レクサスは、トヨタのラグジュアリーブランドとして1989年に誕生し、北米市場をメインに展開。日本では2005年から販売がスタートしました。当初は、トヨタブランドとの差別化が難しく苦戦を強いられていたものの、レクサスブランドの現在のアイコン“スピンドルグリル”を採用した当たりから商品力が向上。さらに、日本人らしいきめ細かい“おもてなし”のサービスも、“J.D.パワー”が行う日本自動車サービス満足度調査において、10年連続でラグジュアリーブランド・セグメントのNo.1を獲得するなど、ここへ来てその存在を確固たるものにしています。
レクサスの母体であるトヨタは、そもそもマリン事業を展開していて、1997年からこれまでに、約900隻のボートを国内で販売しています。
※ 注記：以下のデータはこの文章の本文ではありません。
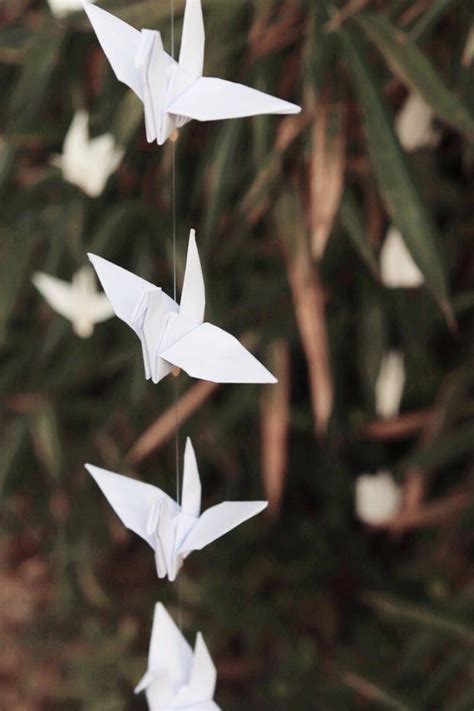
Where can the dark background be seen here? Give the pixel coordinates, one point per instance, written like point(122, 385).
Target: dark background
point(307, 607)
そのマリン事業が20年目を迎えるにあたり、これまで培ってきたノウハウを活用し、ライフスタイルブランドとしてオーナーに驚きと感動を提供するレクサスブランドの新しい提案のひとつとして、スポーツヨット・コンセプトは開発されました。
デザインは「これまでのレクサスのデザインフィロソフィーをプレジャーボートで具現した」とのことですが、これまで誰も見たことのない、まるでSF映画『スター・ウォーズ』などに登場する宇宙船のよう! 見方を変えると、シューズの型崩れを防ぐ“シューキーパー”のようにも見えますが、それはボディカラーのせいもあるかも。でもひと目見たら、思わず写真を撮りたくなるほど、スタイリッシュな艇であることは間違いありません。
サイズは全長12.7m、全幅3.86mで、オープンデッキ仕様の8名乗り。構造は、カーボン繊維に“インフュージョン成型”というハイブリッド加工を施して、高い剛性を確保するとともに、軽量化も実現しています。
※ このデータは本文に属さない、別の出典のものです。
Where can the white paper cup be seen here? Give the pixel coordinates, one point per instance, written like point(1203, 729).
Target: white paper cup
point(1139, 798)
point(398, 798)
そしてエンジンは、レクサス「LC」や「RC F」、「GS F」に採用される、自然吸気の5リッターV型8気筒を船舶用にチューニングしたものを2機搭載。合わせると、なんと10リッター! 900馬力を発生し、最高速度は43ノット(約80㎞/h)をマークします。
乗り込む際、フロア下に搭載されるこのエンジンの上、スケルトン仕様となった床上を通るのですが、エンジンがまるでオブジェのようで美しい!
そして、想像していたとおり、船内もすごい! 大きなリビングには、ぐるりと回りを囲むようにソファが設置されていましたが、実際に市販されるモデルでは、ここはベッドルームとしても使えるのだとか。
さらに、和紙をモチーフとした壁、モダンな木目の和テイストを採用したトイレ…と、細部まで抜かりはありません。
中でも一番の秘密は、正面の扉。これを開けると階段があり外へと出られるのですが、その仕掛けがまるで、からくり屋敷のよう!
一方、操舵席には、テスラなんて目じゃないほど大きな、タッチパネル式の24インチ液晶ディスプレイが搭載され、操縦に必要なスイッチ類はここに集約。また、ジョイスティックも用意されているので、離岸/着岸も楽に操作できます。
そんな中、私の心をつかんだのは、操船シート。真っ白で基本はひとり乗り。でも、サイドのひじ掛けを開き、その下の部分を引き上げると、最大3名掛けのシートに変身。
しかもこのシート、ひとり掛け状態の時には、まるで映画『スター・ウォーズ』に出てくる「ストームトルーパー」のようなルックスなのです!
さて、このレクサスのスポーツヨット、実際に販売されるとしたら、3~4億円くらいになるとの予想。しかし、今回試乗した艇はコンセプトモデルだけに、10億円くらいかかっているのだとか!? 実際に手に入れられる幸運なオーナーには、きっとレクサスならではの驚きと感動が待っていることでしょう。